DX opens new Distribution Centre  in Kettering (March 2026)

DX opens new Distribution Centre in Kettering (March 2026)

“We ship koi carp, for example,” he says. “That’s not something you automate easily.”

The implication is clear: full robotics-led depot operations remain a distant prospect: “You still need people, judgement and care,” he says.

Automation will increase, he accepts, but gradually, and unevenly. “This isn’t a business where robots are replacing depot teams any time soon.”

Fuel strategy

Sustainability is a priority, but one constrained by infrastructure and cost. DX is pursuing a multi-pathway strategy: hydrotreated vegetable oil (HVO) for a significant portion of fuel usage, electric vehicles in subcontracted urban delivery, and Euro-6 diesel for long-haul operations.

“About half of our fuel usage is already HVO-based,” he says. “It’s a practical step forward.”

But the transition to electric HGVs remains constrained. It’s a very familiar tale, even for some of the biggest fleets. “The infrastructure simply isn’t there yet,” he says. “And at the moment, the cost of transition sits with operators.”

This creates what he describes as a structural bottleneck: demand for decarbonisation exists, but system-level investment has not kept pace. “The question is always who pays,” he says.

He has been active in industry dialogue through Logistics UK and the RHA, pressing for stronger incentives and clearer policy direction.

“There needs to be more clarity and more incentive,” he says. “Otherwise the transition is too slow.”

Hydrogen, meanwhile, remains under observation, but not operational deployment.

Cost focus

Beyond day-to-day operations, Truesdale’s thinking increasingly reflects broader economic forces shaping logistics.

He describes the sector as driven by total cost of ownership rather than simple transport pricing, where customers ultimately move towards whichever model delivers the lowest end-to-end cost.

That dynamic, he suggests, is also shaping international competition. “It’s already happening in cars,” he says. “If something is cheaper and good quality, it comes in.”

The implication is that UK logistics is operating within a global cost framework increasingly influenced by government incentives elsewhere, particularly in Asia and parts of Europe.

He is also sceptical about purely domestic policy assumptions. “You don’t really know the counterfactual,” he says of Brexit, Covid and geopolitical disruption. “It’s very difficult to separate them.”

The operating environment remains difficult: inflation, labour costs, weak demand and geopolitical uncertainty.
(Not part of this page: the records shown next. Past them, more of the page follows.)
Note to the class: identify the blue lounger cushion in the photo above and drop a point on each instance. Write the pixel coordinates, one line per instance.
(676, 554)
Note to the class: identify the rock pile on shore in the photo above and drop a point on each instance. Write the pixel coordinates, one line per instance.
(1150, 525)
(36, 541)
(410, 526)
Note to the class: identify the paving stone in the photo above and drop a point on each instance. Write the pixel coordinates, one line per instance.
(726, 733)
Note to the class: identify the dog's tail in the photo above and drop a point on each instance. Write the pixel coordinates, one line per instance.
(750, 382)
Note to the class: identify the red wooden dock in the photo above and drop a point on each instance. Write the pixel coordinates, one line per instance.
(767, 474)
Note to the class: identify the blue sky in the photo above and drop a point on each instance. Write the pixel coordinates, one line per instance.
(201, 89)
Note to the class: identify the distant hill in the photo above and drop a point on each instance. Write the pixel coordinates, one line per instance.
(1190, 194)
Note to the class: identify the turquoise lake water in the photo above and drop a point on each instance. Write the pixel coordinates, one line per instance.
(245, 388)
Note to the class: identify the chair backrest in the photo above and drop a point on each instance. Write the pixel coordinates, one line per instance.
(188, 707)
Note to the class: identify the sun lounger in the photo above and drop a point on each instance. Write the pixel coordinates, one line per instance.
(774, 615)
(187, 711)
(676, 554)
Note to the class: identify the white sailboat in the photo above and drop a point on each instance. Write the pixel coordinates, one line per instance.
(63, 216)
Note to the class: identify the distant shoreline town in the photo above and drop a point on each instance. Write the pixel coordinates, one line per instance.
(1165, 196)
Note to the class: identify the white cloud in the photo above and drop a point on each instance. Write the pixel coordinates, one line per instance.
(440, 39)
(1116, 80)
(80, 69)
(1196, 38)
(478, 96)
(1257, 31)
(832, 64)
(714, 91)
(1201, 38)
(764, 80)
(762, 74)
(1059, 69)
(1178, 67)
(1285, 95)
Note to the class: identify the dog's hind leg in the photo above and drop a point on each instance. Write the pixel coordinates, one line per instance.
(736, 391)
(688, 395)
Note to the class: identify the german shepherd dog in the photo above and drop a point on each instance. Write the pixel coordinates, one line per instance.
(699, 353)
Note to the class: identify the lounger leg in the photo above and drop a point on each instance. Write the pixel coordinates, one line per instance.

It’s a tough market he readily agrees, but response, in his view, is not prediction but adaptability.

“You’ve got to be agile,” he says. “Try things, see if they work, and if they don’t, change them quickly.”

DX’s strategy is ultimately incremental rather than transformational: integration over fragmentation, capability over expansion, discipline over scale for its own sake.

“We’re not trying to be everything to everyone,” Truesdale says. “We’re trying to be very good at what we do.”

There is no rhetoric of disruption. No claim of reinvention. Instead, there is controlled repositioning under new ownership, shaped by operational pragmatism and private equity discipline.

In a sector where margins are thin, costs are rising and decarbonisation targets are accelerating faster than the infrastructure needed to support them, logistics leadership is becoming less about certainty and more about controlled adaptability.

The message from DX is about disciplined evolution: improving efficiency through data-led routing, investing selectively in automation, and modernising the fleet in a way that reflects operational reality rather than policy ambition.

For now, that means a mixed-energy transition rather than a wholesale switch. It means electric where it works, alternative fuels where it’s viable, and diesel still doing the heavy lifting on long-haul routes.

But the direction of travel is clear enough. As customer expectations shift towards faster, more transparent, lower-carbon delivery networks, the operators that win will not necessarily be the largest but those best able to absorb volatility while still hitting service levels. Or, as Truesdale puts it more simply: “It’s a tough market. But logistics has always been about working through constraints; that hasn’t changed.”